The authorities warn that violation of this order carries a prison sentence of up to 10 years, and a fine of at least SDG 100,000.Any wheat found to be transported in violation of the order will be seized by the Northern State government. The order also authorises the seizure of any vehicles used for illegal transport.
Food crisis looming
A worsening food crisis is looming in Sudan amid the economic downturn, displacement, and ruined crops, exacerbated by the aftermath of the October 25 military coup. A report in March by the United Nations Food and Agriculture Organisation (FAO) and the World Food Programme (WFP) warns that that the combined effects of conflict, economic crisis, and poor harvests are significantly affecting people’s access to food and will likely double the number of people facing acute hunger in Sudan to more than 18 million people by September 2022.
In recent months, there has been a surge in the numbers of people displaced due to conflict in parts of Darfur and Kordofan.

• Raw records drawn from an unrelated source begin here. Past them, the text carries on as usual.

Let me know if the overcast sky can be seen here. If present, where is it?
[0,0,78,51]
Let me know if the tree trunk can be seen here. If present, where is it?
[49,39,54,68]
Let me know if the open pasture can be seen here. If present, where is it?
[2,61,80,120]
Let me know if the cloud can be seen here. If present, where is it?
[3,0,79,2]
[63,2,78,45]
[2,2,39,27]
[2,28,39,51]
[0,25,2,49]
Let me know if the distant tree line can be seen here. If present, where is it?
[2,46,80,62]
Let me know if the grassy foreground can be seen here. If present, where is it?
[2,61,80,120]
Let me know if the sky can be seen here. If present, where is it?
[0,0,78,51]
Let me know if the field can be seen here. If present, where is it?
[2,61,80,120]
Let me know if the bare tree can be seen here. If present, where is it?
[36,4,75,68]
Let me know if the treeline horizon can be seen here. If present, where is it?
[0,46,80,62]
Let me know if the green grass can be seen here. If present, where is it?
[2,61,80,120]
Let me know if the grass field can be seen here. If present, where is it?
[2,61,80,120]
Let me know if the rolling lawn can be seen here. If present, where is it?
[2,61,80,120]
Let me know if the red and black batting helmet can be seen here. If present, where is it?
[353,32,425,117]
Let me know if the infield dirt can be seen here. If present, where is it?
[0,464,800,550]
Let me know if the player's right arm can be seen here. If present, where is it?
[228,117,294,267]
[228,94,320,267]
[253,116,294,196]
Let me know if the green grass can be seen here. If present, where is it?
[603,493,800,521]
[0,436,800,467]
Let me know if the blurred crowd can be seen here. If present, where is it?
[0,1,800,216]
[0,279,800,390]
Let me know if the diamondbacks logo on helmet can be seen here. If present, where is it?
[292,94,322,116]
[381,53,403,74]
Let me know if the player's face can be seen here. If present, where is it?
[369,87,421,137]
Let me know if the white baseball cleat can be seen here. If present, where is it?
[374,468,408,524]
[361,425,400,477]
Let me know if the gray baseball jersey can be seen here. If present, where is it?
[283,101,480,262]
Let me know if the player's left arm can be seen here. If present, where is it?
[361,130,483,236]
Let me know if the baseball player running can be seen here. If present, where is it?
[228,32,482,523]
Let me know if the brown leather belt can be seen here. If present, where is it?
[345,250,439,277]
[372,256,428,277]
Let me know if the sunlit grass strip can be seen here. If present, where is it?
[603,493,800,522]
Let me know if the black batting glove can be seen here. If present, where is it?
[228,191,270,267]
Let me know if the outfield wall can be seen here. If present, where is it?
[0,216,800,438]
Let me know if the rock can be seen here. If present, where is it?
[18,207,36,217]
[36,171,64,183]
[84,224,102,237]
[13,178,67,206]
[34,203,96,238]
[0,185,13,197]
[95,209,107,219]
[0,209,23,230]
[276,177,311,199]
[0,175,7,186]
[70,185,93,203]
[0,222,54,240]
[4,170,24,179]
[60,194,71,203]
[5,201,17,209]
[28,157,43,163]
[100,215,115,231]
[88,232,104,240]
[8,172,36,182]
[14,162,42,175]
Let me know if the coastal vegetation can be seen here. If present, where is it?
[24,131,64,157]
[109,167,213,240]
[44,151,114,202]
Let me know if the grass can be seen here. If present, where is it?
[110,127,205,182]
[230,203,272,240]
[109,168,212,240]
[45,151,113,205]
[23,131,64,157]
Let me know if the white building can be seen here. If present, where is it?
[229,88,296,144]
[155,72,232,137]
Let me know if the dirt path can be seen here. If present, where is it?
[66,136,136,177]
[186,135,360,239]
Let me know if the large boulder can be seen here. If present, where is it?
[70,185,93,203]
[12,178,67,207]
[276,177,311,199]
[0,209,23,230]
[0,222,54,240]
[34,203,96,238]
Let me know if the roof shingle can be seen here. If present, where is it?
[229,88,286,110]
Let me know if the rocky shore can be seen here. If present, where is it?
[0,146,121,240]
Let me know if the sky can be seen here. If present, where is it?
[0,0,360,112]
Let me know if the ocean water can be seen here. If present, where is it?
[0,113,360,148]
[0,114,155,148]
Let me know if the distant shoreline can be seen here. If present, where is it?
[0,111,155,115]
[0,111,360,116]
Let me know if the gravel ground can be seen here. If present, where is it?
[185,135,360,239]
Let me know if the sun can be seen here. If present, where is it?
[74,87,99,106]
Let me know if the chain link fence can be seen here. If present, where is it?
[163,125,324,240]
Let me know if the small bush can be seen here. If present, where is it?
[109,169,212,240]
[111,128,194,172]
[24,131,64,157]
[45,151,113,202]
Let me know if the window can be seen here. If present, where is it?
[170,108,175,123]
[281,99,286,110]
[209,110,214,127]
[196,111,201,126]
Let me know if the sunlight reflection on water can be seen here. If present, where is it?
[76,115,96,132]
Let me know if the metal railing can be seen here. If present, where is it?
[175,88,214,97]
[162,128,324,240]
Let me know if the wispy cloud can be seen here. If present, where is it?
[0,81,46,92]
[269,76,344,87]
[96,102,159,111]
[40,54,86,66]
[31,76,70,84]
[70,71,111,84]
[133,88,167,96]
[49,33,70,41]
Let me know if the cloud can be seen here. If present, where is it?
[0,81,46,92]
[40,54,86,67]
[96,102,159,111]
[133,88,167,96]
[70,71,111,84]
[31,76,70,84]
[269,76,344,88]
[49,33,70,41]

This insecurity has eroded livelihoods, damaged farms, and triggered widespread unemployment.
The depreciation of the Sudanese Pound (SDG) in addition to rising food and transportation costs are making it harder for families to put food on the table. A lack of access to hard currencies is likely to result in the Sudanese Pound further depreciating.
The Crop and Food Security Assessment Mission (CFSAM) report by FAO and WFP indicates that the domestic cereal production from the 2021/22 agricultural season is expected to produce 5.1 million metric tons. This will only cover the needs of less than two thirds of the population, leaving many reliant on humanitarian food assistance and dependant on imports of essential grains at prices beyond the reach of most people.
The situation looks grim for millions as the conflict in Ukraine is causing further spikes in food costs, as Sudan is dependent on wheat imports from the Black Sea region. Interruption to the flow of grain into Sudan will increase prices and make it more difficult to import wheat. Currently, local prices of wheat are at over $550 per ton – an increase of 180 percent compared to the same period in 2021.
A WFP report in April laments that the national average retail price of food in Sudan has significantly increased, making “nutritious food unaffordable for many families”.
The WFP said that the average retail price of sorghum in Sudan during March was SDG198 per kilo, marking a sharp rise of 20 per cent compared to February. While the price of wheat flour stood at SDG681 pounds per kilo, a marked increase of 14 per cent compared to the previous month. The average price of a goat SDG18,958 per head was down slightly by 1.33 per cent, compared to the previous month. The price of peanuts reached SDG11,548 per sack, representing a significant increase of 14 per cent, compared to the previous month.
The WFP stated, “the average cost of the WFP domestic food basket rose to SDG349.93, a sharp increase of nearly 20 per cent, compared to the previous month”.